Por el Profesor Daniel Fainstein
N. de Red: El Profesor Daniel Fainstein es Decano y Profesor de Estudios Judaicos de la Universidad Hebraica de México. Doctor en Ciencias Políticas y Sociales por la UNAM.
Hay momentos en los que la historia irrumpe con la intensidad de una advertencia. Lo que ocurre hoy entre Israel e Irán no es una escaramuza más en el ajedrez del Medio Oriente, ni una simple extensión del conflicto en Gaza. Es, en muchos sentidos, una confrontación entre dos visiones del mundo: una democracia imperfecta que lucha por sobrevivir en un entorno hostil, y una teocracia autoritaria que, desde 1979, ha declarado como uno de sus objetivos la destrucción del Estado judío.
El reciente ataque de Israel a instalaciones estratégicas dentro del territorio iraní –vinculadas a su programa nuclear y a su infraestructura militar– representa un punto de inflexión. Lo que sabemos hasta ahora revela una operación cuidadosamente planificada, con inteligencia precisa y una ejecución quirúrgica. No se trata de improvisación ni de alardes militares: es el resultado de años de preparación, vigilancia y aprendizaje en el arte de la disuasión preventiva.
Carecemos de suficiente información significativa sobre el proceso de la toma de esta decisión y no lo sabremos por mucho tiempo.
Israel no actúa por capricho ni por arrogancia. Desde hace décadas observa con preocupación el avance del programa nuclear iraní, que ha llegado a niveles críticos de uranio enriquecido, cercanos al 80%, según el propio Organismo Internacional de Energía Atómica. Eso significa que Irán está peligrosamente cerca de la capacidad de fabricar una bomba atómica. Y cuando un régimen que niega la Shoá y promueve la destrucción de Israel se acerca a ese umbral, el silencio no es una opción.
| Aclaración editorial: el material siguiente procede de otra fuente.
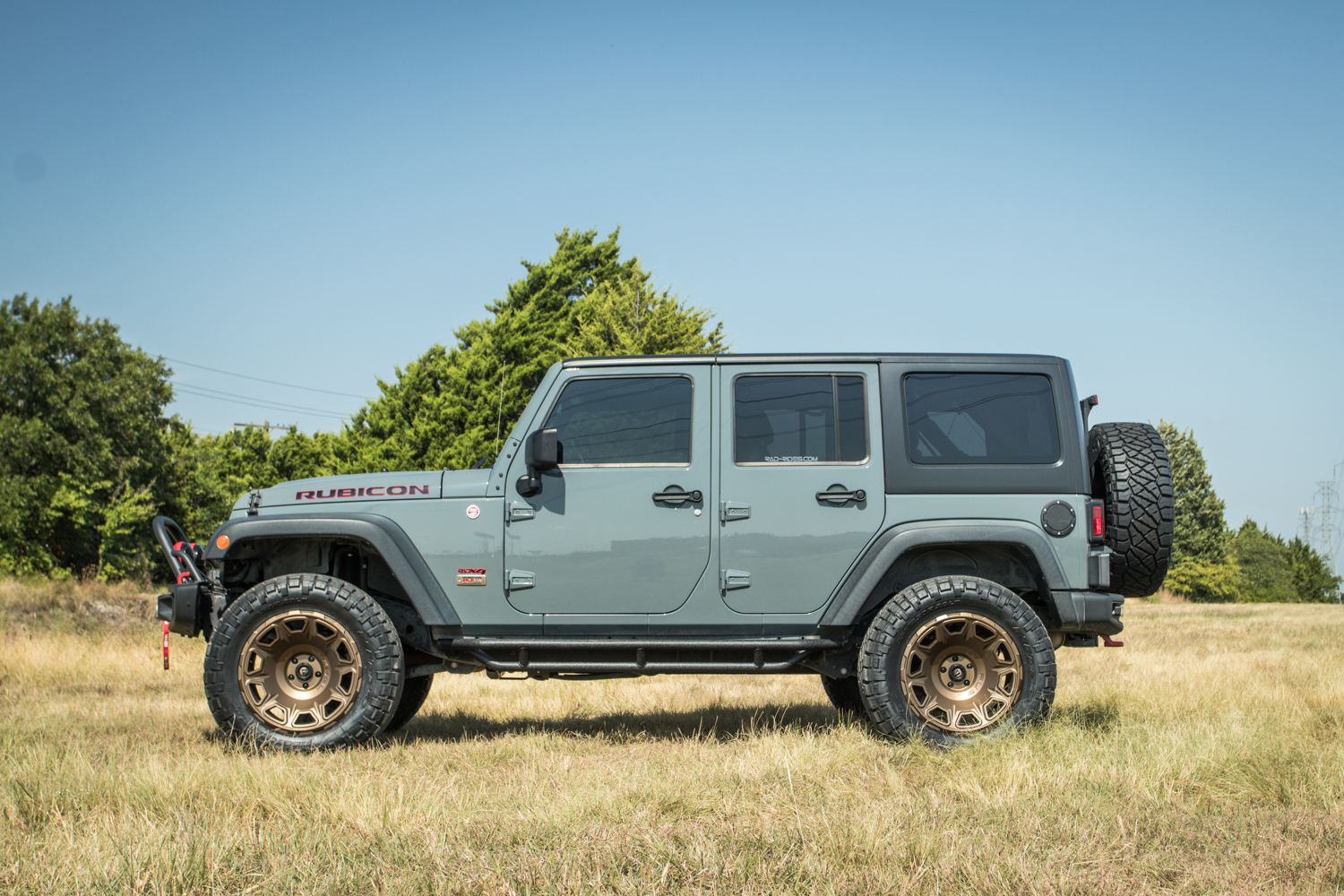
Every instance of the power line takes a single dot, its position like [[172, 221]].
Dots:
[[265, 406], [244, 376], [253, 398]]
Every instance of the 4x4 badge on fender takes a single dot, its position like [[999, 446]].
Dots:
[[470, 576]]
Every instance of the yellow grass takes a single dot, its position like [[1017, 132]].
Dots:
[[1206, 756]]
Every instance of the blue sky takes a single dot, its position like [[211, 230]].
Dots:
[[316, 193]]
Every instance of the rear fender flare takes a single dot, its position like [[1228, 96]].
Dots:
[[857, 594], [379, 532]]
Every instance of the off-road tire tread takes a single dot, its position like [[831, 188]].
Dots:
[[900, 616], [1133, 474], [843, 694], [382, 673], [413, 697]]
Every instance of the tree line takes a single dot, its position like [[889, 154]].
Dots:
[[88, 455], [1212, 562]]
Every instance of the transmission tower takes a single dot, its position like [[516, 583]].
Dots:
[[1322, 520]]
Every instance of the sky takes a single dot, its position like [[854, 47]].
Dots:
[[314, 194]]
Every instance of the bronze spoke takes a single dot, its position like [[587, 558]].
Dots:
[[961, 672], [300, 670]]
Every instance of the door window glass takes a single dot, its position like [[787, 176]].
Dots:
[[793, 419], [981, 418], [624, 419]]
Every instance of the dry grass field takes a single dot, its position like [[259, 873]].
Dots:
[[1206, 756]]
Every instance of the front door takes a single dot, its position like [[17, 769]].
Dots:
[[801, 485], [609, 533]]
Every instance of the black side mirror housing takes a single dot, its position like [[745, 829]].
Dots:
[[543, 452]]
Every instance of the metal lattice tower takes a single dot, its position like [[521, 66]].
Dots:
[[1322, 521]]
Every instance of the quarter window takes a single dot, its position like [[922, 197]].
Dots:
[[981, 418], [800, 419], [624, 419]]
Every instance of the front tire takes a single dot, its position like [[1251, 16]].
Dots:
[[956, 659], [304, 662]]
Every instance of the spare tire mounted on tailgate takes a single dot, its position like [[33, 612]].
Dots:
[[1132, 473]]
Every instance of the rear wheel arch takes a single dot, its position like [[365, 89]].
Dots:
[[1013, 555]]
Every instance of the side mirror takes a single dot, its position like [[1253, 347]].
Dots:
[[543, 452]]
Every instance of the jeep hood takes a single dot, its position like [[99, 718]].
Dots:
[[370, 487]]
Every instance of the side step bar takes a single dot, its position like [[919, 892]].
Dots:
[[631, 656]]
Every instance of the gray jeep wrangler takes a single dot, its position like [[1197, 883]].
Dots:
[[921, 530]]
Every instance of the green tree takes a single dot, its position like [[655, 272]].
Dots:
[[1201, 530], [81, 443], [1312, 576], [449, 408], [1262, 559]]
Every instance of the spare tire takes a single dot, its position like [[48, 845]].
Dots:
[[1132, 473]]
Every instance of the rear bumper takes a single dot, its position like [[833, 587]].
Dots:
[[1090, 611]]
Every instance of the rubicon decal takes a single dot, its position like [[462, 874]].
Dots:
[[371, 492], [470, 576]]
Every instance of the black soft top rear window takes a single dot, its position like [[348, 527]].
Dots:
[[980, 418]]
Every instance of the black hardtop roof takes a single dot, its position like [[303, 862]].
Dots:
[[820, 358]]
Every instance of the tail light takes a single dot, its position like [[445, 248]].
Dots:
[[1097, 521]]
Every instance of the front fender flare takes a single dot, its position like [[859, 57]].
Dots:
[[852, 597], [379, 532]]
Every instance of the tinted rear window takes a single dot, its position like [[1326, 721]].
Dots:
[[981, 418], [806, 418]]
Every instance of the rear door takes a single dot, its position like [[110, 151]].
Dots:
[[801, 482], [615, 530]]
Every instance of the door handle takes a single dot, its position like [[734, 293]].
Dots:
[[839, 495], [676, 495]]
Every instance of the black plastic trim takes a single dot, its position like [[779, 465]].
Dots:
[[379, 532], [887, 548], [1089, 611], [639, 643]]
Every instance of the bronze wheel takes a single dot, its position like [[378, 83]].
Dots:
[[300, 670], [953, 659], [961, 672]]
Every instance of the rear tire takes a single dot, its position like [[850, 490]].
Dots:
[[304, 662], [1132, 473], [956, 659], [413, 697], [843, 694]]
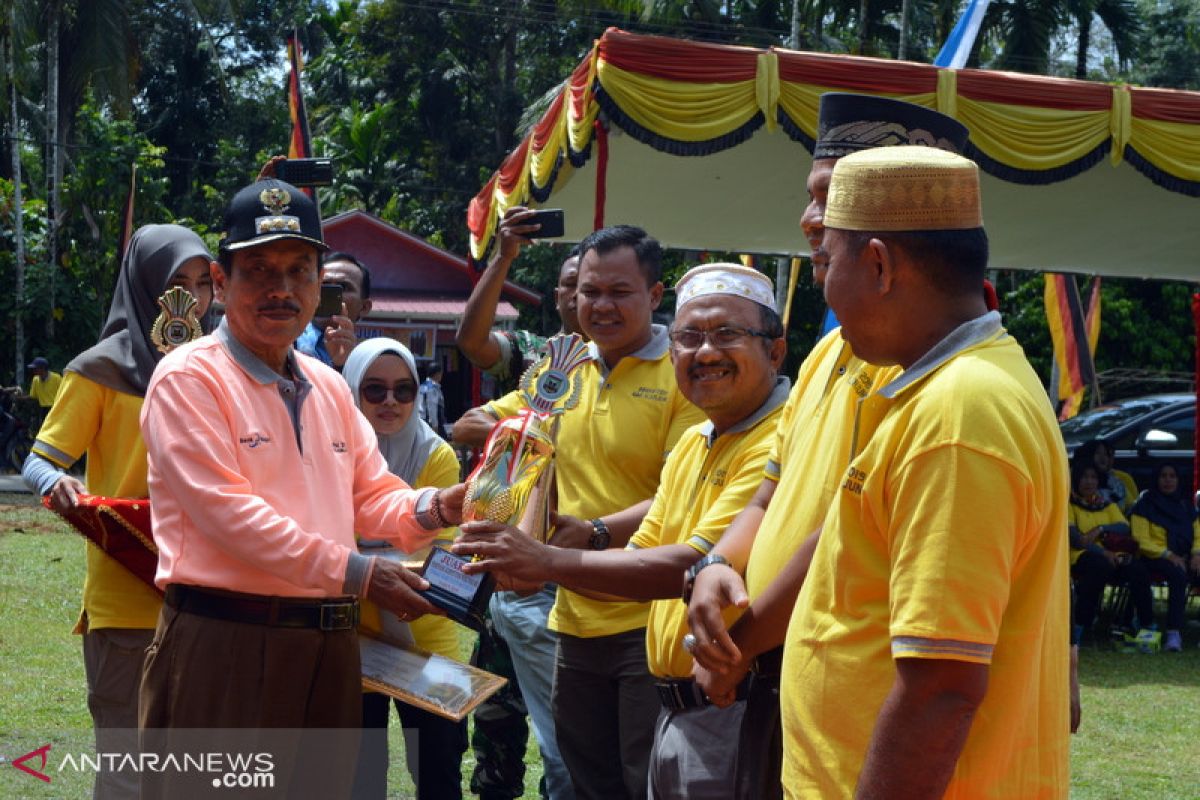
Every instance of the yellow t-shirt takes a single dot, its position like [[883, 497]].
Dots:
[[1152, 537], [611, 449], [431, 632], [945, 541], [45, 391], [814, 443], [705, 485], [1085, 519], [102, 422]]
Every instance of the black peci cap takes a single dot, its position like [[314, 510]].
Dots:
[[850, 122], [268, 211]]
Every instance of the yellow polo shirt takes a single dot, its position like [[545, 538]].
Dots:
[[706, 482], [45, 391], [102, 422], [611, 449], [814, 443], [431, 632], [945, 541]]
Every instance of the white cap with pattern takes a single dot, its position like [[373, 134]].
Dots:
[[725, 278]]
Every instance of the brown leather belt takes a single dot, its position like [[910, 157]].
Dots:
[[685, 693], [317, 613]]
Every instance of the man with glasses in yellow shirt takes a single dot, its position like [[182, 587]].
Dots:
[[727, 346]]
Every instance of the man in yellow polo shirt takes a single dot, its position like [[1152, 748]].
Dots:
[[769, 543], [611, 449], [937, 594], [726, 347]]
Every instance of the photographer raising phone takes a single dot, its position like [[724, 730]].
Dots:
[[330, 337]]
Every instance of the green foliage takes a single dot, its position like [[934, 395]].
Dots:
[[419, 102], [1170, 46]]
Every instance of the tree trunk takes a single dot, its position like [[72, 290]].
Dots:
[[53, 156], [18, 228]]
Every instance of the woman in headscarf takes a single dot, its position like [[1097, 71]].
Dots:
[[1099, 537], [1114, 483], [382, 374], [96, 413], [1168, 534]]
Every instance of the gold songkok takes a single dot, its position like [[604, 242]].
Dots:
[[904, 188]]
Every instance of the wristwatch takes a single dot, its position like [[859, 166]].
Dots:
[[689, 576], [600, 536]]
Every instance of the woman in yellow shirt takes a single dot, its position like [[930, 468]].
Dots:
[[1102, 551], [382, 374], [1167, 528], [96, 413]]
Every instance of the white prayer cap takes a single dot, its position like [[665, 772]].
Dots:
[[725, 278]]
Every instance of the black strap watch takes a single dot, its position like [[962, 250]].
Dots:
[[600, 537], [689, 576]]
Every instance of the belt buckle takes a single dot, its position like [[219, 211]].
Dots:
[[337, 617]]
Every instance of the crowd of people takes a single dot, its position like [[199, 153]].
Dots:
[[1132, 542], [755, 587]]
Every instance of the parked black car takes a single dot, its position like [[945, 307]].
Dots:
[[1143, 432]]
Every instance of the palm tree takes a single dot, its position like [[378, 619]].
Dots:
[[1121, 17], [1024, 29]]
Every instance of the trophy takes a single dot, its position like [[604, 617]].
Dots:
[[515, 479]]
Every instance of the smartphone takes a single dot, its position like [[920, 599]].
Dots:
[[552, 222], [306, 172], [330, 300]]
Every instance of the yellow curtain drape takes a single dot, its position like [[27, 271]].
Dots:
[[683, 112]]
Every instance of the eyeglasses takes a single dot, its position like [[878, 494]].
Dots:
[[375, 394], [726, 337]]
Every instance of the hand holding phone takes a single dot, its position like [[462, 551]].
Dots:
[[552, 221], [330, 300]]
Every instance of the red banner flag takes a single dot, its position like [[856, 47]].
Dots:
[[1073, 337], [300, 144]]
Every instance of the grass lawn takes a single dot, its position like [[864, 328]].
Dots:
[[1140, 737]]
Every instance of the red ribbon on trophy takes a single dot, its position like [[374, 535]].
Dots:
[[120, 527]]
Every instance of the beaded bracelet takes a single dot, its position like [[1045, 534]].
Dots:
[[436, 511]]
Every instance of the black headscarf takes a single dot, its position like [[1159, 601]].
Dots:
[[1171, 512], [124, 359]]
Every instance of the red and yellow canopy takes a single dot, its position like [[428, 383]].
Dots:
[[708, 145]]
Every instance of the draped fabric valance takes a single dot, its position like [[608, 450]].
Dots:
[[690, 98]]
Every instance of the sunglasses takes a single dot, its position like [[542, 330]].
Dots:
[[375, 394]]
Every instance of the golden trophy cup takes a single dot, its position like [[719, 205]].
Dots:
[[514, 481]]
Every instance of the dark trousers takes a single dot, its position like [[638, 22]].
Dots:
[[761, 740], [433, 749], [605, 708], [1177, 584], [289, 695], [1091, 575]]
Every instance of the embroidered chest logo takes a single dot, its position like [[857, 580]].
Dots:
[[862, 383], [253, 440], [652, 394], [853, 481]]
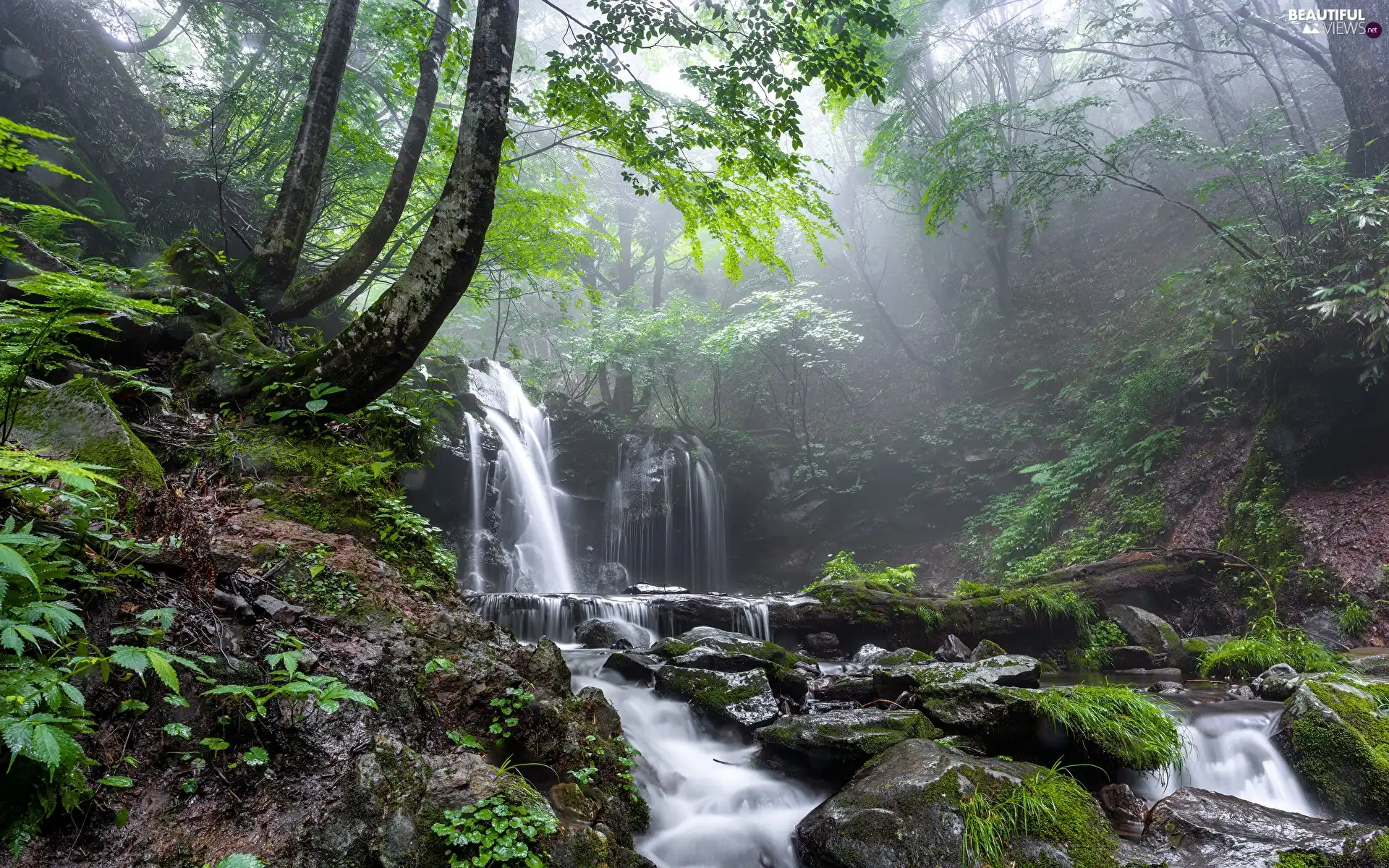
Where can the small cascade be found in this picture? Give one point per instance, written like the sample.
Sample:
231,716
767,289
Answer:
472,579
556,616
1230,750
710,806
530,507
664,521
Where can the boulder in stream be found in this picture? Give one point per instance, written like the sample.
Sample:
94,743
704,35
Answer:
1337,738
838,744
1195,828
909,807
744,699
1149,631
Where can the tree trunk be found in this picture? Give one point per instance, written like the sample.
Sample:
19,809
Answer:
307,295
276,259
381,346
1363,77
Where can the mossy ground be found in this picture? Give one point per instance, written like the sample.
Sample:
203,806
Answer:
1346,762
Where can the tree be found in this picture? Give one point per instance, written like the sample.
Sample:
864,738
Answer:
759,57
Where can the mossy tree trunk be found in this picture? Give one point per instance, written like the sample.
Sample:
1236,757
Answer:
276,259
305,296
381,346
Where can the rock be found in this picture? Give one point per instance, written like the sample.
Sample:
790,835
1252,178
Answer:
744,699
1370,664
1126,810
1149,631
953,650
985,650
841,688
904,809
634,665
1129,658
1322,625
821,644
706,658
78,421
235,603
277,610
903,656
1006,671
838,744
655,590
1337,741
1197,828
1277,682
608,634
868,655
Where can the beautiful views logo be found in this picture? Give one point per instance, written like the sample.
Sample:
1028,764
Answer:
1328,22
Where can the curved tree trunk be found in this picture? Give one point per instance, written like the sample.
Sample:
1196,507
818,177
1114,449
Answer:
271,267
381,346
307,295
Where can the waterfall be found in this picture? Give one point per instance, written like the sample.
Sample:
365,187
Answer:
556,616
540,560
477,504
1230,750
710,806
664,521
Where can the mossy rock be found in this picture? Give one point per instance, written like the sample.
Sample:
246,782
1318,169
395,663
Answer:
1337,738
744,699
839,742
913,804
78,421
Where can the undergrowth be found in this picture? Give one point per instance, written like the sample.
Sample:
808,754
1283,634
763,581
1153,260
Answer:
1127,727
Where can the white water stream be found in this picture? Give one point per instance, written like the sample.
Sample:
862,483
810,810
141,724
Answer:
1230,752
710,809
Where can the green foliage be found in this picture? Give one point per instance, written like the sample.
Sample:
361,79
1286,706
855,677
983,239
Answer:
297,694
496,831
507,710
1048,804
844,570
1266,644
1127,727
1099,639
307,576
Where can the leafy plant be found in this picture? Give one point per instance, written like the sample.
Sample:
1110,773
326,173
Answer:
507,707
291,688
496,830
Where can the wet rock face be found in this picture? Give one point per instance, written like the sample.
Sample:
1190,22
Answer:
744,699
838,744
906,809
606,634
1197,828
1146,629
1337,741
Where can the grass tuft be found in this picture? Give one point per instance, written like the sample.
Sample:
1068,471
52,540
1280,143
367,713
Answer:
1126,726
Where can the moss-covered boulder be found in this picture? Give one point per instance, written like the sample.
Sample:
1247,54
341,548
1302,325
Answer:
80,422
1146,629
1003,671
1335,733
924,804
1197,828
838,744
744,699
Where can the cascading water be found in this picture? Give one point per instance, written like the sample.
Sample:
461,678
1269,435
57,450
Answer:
664,520
531,514
710,809
556,616
477,506
1230,752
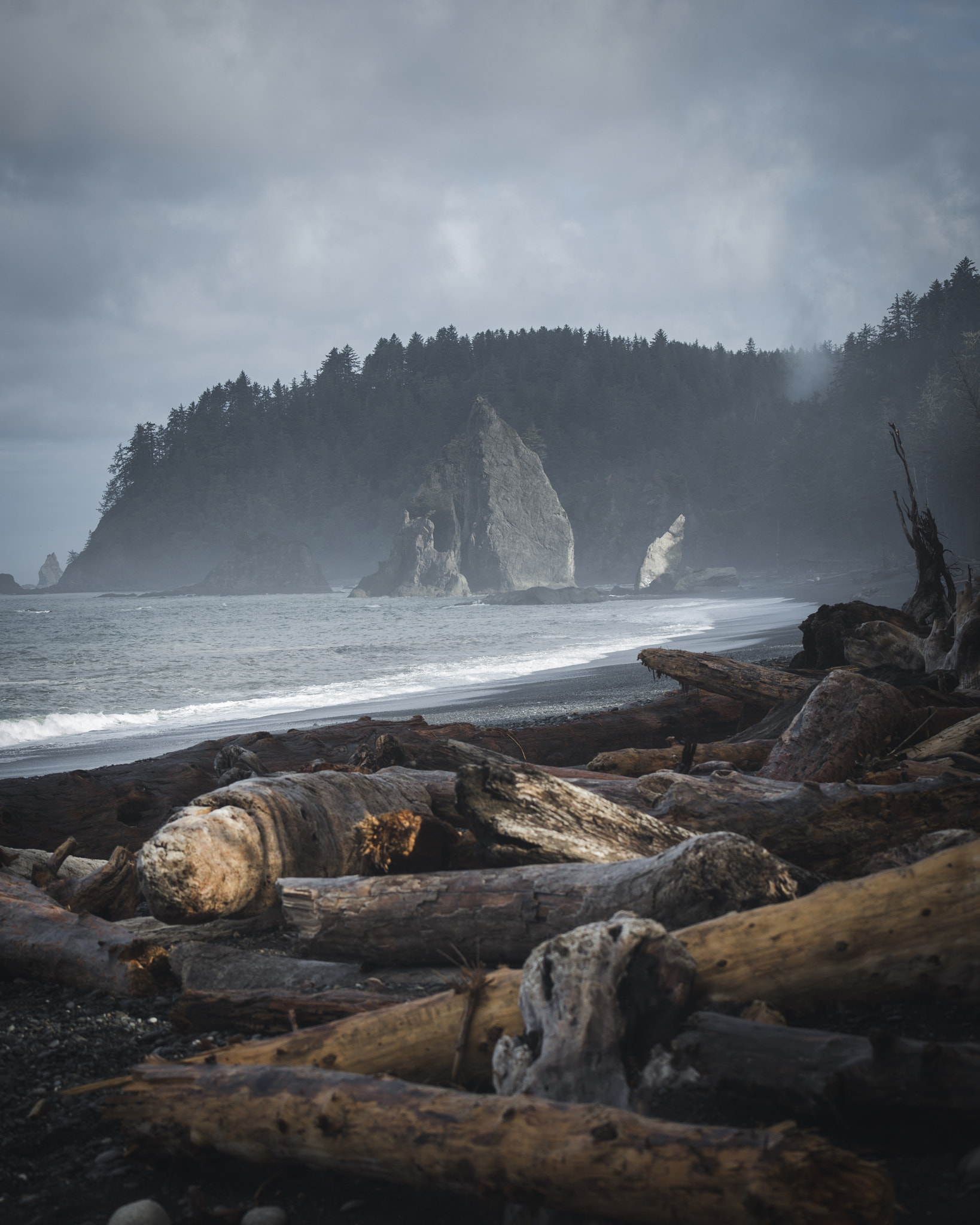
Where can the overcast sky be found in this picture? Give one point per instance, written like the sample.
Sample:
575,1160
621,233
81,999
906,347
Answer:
188,190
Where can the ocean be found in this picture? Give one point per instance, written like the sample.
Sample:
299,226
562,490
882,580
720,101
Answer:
87,680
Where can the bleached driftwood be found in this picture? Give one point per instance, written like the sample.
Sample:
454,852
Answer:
501,914
221,855
592,1159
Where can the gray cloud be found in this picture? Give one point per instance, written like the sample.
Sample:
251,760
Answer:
190,190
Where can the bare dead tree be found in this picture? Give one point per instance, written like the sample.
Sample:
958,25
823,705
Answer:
935,593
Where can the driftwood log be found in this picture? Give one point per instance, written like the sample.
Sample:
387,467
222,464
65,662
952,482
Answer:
41,940
747,755
731,678
832,828
525,816
595,1002
913,931
847,718
271,1012
586,1158
124,805
109,892
962,736
221,855
812,1072
503,914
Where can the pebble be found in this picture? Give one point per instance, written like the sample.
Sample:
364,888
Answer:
140,1212
270,1215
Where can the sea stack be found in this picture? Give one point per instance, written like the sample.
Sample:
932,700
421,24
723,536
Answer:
50,572
662,562
484,520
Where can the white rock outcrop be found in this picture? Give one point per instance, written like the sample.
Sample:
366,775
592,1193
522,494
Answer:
663,560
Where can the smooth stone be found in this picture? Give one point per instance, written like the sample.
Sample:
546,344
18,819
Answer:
270,1215
140,1212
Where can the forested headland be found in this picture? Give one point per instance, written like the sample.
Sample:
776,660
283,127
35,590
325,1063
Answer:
778,458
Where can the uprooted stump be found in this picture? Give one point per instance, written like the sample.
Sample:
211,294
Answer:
585,1158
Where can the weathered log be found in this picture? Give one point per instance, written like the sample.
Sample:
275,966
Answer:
595,1002
271,1012
844,720
41,940
415,1040
586,1158
21,861
812,1072
124,805
731,678
109,892
891,936
746,755
827,630
924,847
525,816
832,828
913,931
503,914
962,736
222,855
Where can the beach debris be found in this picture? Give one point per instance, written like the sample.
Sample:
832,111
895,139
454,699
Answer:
729,678
818,1074
521,815
585,1158
831,828
221,855
845,720
42,940
270,1011
747,755
503,914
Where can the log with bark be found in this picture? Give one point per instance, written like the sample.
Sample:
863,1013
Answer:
42,940
845,720
832,828
897,935
271,1012
525,816
595,1002
810,1072
585,1158
124,805
503,914
221,855
731,678
747,755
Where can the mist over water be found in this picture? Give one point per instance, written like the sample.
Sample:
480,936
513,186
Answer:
89,671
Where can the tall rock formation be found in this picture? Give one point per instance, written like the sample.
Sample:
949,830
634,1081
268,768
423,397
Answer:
484,520
50,572
662,562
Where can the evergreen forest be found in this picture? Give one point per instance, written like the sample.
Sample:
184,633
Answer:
778,458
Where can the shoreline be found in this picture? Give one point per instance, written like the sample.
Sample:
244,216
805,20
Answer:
614,680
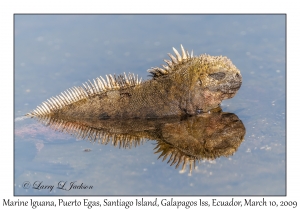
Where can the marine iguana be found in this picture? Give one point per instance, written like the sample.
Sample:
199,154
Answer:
187,85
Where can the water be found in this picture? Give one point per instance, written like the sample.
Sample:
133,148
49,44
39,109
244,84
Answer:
56,52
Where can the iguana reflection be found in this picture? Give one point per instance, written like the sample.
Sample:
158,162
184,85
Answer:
182,141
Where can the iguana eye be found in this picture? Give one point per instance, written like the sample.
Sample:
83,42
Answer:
217,76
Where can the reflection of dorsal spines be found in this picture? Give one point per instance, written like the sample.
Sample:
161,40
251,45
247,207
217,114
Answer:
81,132
175,156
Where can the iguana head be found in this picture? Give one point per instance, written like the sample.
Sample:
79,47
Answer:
205,80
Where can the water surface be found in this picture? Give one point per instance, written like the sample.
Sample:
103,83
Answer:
56,52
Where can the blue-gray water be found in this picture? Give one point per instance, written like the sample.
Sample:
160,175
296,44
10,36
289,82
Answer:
56,52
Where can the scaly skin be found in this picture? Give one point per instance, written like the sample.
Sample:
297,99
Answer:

Lo que estamos presenciando es una guerra que no comenzó hoy. Es una guerra en la sombra que lleva años: asesinatos selectivos de científicos, sabotajes, ciberataques, acciones encubiertas en Siria, Irak y el Líbano. Pero hoy esa guerra se ha hecho visible. Y es probable que las olas de ataque continúen. Israel, consciente de los riesgos, ha elegido actuar antes de que el costo sea irreversible.
Sé que este tipo de acciones generan incomodidad, temores y críticas. Yo mismo creo que el uso de la fuerza debe ser siempre el último recurso. Pero también sé que **una política de apaciguamiento frente a un régimen fanático no disuade, sino que estimula**. Irán no es solo un adversario estratégico; es un régimen que reprime a su población, silencia a sus mujeres, encarcela a sus opositores y exporta violencia a través de milicias chiitas y grupos terroristas. Muchos iraníes –especialmente jóvenes, mujeres y minorías étnicas– no se identifican con este proyecto político, y quizás haya en ellos una esperanza de cambio.
En este sentido, el ataque israelí no solo apunta a desarmar una amenaza existencial; también busca alterar un equilibrio regional cada vez más frágil. La firmeza de Israel puede fortalecer alianzas con países árabes que también temen la expansión iraní. Puede, incluso, abrir un nuevo espacio para reconfigurar las relaciones de poder en la región.
Sin embargo, el camino que se abre ahora es peligroso. Nadie puede prever con exactitud la magnitud de la respuesta iraní. Habrá represalias, quizás contra intereses israelíes en el extranjero, contra comunidades judías en la diáspora, o a través de Hezbolá en el frente norte. Habrá condenas y presiones diplomáticas. Pero también hay algo que no debemos olvidar: cuando un pueblo siente que su existencia está en juego, la disuasión no es un acto de agresión, sino de supervivencia.
Este no es el momento de eslóganes fáciles ni de cinismos disfrazados de neutralidad moral. Es el momento de pensar con claridad, con responsabilidad y, sobre todo, con memoria histórica. Porque los judíos sabemos lo que significa no ser tomados en serio cuando advertimos sobre una amenaza. Y esta vez, no nos lo podemos permitir.